Let us look for the following list of sample strings: {"HE", "SHE", "HIS", "HER"}. First of all, we need to build an automaton. The very finite state machine with states and transitions, on the basis of which the Aho-Korasik algorithm is built. The black circle indicates the initial state of the automaton. Blue circles will indicate the next state of the automaton, the achievement of which does not mean the fact of detection of the sample string. And, finally, blue circles with a crosshair - this is the next state of the machine, the achievement of which means the fact of detecting the sample string. Naturally, transitions stretch between them - black arrows signed with letters, which are the condition for the transition. We will call them the main transitions. If there is no main transition for the next input symbol, the machine goes to its initial state. We call them zero transitions. I don’t specifically indicate these transitions, so as not to clutter up the picture. About zero transitions, it is worth noting that when you click on them, the input symbol is not absorbed, that is, it remains in the input line and will be used again after the transition. An exception is the zero transition from the initial state, where, in fact, the state does not change, and the input symbol is absorbed.

The figure shows four blue circles with a crosshair, each of which corresponds to one of the lines of the samples. In fact, this very error is already inherent in this example. The original algorithm describes the automaton a little differently. But first things first.
Recall the so-called suffix links. These are transitions that indicate which state to switch to if there is no main transition for the next character of the input line. In the following figure, they are indicated by dotted black arrows. We will call them suffix transitions or suffix links. Passing through suffix links by analogy with a null transition does not absorb the input character. As in the first case, I do not depict transitions leading to the initial state in the absence of the main transition.
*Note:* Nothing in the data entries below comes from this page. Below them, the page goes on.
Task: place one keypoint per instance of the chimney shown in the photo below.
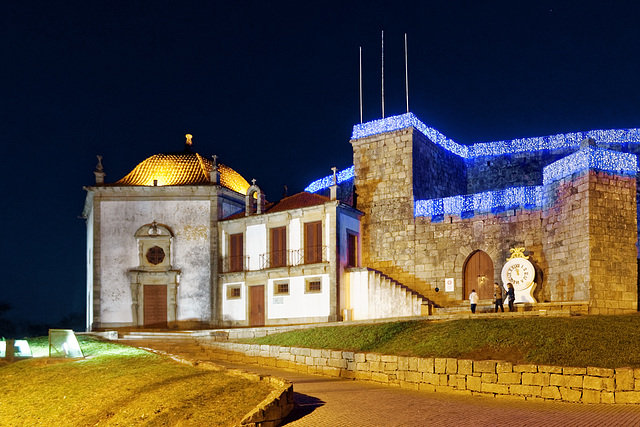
(333, 190)
(99, 172)
(214, 174)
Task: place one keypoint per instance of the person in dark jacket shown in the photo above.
(511, 294)
(497, 296)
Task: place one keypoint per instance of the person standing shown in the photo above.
(473, 299)
(497, 296)
(511, 294)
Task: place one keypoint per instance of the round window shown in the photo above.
(155, 255)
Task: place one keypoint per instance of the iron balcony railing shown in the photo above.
(274, 259)
(234, 264)
(277, 259)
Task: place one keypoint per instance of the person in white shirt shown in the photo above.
(473, 299)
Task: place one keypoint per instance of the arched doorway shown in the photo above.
(478, 275)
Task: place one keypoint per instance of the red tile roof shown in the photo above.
(297, 201)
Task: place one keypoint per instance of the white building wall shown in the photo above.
(234, 309)
(298, 303)
(295, 234)
(189, 221)
(256, 244)
(89, 320)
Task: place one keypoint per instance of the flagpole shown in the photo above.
(383, 74)
(406, 71)
(360, 84)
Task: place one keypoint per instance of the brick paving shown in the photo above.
(327, 401)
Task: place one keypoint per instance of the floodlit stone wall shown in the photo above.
(581, 241)
(449, 375)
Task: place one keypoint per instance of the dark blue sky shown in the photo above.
(271, 87)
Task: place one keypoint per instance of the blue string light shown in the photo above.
(497, 148)
(591, 158)
(488, 201)
(327, 181)
(513, 197)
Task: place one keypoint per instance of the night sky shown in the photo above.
(271, 87)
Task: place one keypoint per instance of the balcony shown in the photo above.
(277, 259)
(235, 264)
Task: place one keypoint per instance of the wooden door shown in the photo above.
(313, 242)
(236, 252)
(256, 305)
(478, 275)
(352, 249)
(278, 247)
(155, 306)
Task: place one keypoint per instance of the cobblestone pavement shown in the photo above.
(325, 401)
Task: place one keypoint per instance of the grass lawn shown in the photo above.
(121, 386)
(601, 341)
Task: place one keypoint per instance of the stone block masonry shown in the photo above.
(448, 375)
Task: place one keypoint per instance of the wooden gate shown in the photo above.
(155, 306)
(478, 275)
(256, 305)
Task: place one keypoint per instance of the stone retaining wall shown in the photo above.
(488, 377)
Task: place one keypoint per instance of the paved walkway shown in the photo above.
(325, 401)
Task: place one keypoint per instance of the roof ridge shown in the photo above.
(205, 170)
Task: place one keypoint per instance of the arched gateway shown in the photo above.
(478, 275)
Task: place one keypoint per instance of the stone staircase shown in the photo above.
(408, 280)
(374, 295)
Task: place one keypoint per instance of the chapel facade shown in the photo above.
(418, 221)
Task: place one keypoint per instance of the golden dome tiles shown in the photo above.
(182, 169)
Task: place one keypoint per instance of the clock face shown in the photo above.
(519, 272)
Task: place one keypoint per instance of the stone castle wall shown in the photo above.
(574, 242)
(613, 235)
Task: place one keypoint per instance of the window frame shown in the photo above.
(230, 292)
(276, 288)
(307, 285)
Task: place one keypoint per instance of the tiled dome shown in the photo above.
(184, 168)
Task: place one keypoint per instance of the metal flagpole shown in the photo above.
(360, 84)
(406, 71)
(383, 74)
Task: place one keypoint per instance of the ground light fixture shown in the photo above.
(64, 344)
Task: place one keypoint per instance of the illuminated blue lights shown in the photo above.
(591, 158)
(488, 201)
(404, 121)
(529, 197)
(327, 181)
(497, 148)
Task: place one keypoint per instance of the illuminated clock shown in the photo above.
(520, 272)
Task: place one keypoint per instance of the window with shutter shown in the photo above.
(236, 252)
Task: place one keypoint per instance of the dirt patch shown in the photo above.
(512, 355)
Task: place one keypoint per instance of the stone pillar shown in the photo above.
(589, 235)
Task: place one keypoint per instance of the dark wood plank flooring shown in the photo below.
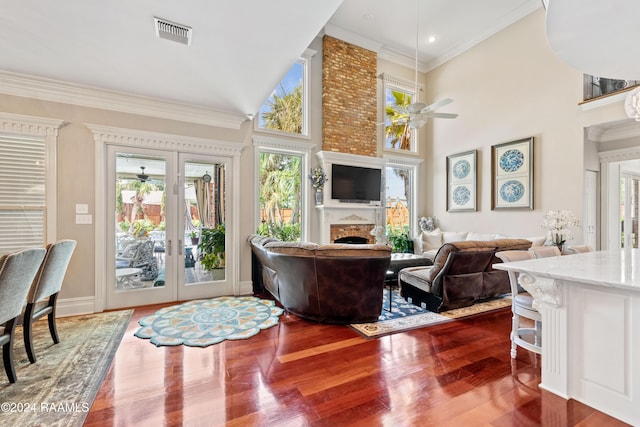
(300, 373)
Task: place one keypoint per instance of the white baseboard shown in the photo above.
(75, 306)
(86, 305)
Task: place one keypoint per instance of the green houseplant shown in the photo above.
(194, 237)
(401, 242)
(212, 247)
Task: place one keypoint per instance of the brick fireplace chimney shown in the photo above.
(349, 102)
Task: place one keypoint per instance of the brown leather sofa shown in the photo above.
(334, 283)
(462, 273)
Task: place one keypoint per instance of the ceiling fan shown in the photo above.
(417, 113)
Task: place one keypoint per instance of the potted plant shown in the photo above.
(401, 242)
(194, 237)
(212, 247)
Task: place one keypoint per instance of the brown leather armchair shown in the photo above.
(462, 273)
(334, 283)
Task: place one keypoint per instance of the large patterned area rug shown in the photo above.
(59, 389)
(201, 323)
(405, 316)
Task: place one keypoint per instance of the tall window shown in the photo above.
(282, 188)
(286, 110)
(398, 95)
(27, 187)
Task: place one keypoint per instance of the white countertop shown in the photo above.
(612, 268)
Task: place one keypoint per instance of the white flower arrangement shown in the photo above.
(559, 223)
(318, 178)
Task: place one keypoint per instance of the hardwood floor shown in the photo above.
(307, 374)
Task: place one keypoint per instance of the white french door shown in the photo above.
(159, 203)
(629, 186)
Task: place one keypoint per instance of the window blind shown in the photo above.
(22, 192)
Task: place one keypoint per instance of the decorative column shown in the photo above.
(548, 295)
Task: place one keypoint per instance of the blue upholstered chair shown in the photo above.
(17, 271)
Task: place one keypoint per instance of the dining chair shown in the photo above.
(545, 251)
(522, 306)
(17, 271)
(43, 294)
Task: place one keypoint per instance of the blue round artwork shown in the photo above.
(512, 191)
(461, 196)
(461, 169)
(511, 160)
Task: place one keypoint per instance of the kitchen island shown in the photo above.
(590, 308)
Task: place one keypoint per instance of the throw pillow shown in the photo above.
(431, 239)
(537, 241)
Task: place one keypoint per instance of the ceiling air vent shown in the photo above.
(172, 31)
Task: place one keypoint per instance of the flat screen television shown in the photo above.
(355, 184)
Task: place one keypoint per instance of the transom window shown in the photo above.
(398, 94)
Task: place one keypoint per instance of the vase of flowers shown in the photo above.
(558, 225)
(318, 179)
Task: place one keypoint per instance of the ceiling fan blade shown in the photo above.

In the example, without suffix links, but with zero transitions, all occurrences (“HE”, “HER”, “HE”, “HIS”) will be found in the “HERHEHIS” line. But in the input string “HISHER” only three entries will be found (“HIS”, “HE”, “HER”) and the machine will not detect the occurrence of the sample string “SHE”, which is easy to verify. In the case of suffix links for the string “HERHEHIS” the result will be the same, and for the string “HISHER” the result will be a list of four found entries: (“HIS”, “SHE”, “HE”, “HER”). That is, in the latter case, all occurrences were found. No, no, this is not the mistake I wanted to talk about. In no case do not think so. For someone to forget about suffix links, I have not seen this before. Still to come.
I did not begin to describe in detail the algorithm for constructing an automaton, but we will consider the search algorithm for the cases described above in more detail. To do this, for convenience, we will first give an automaton without suffix links, in which we number its states (blue numbers near the corresponding circles).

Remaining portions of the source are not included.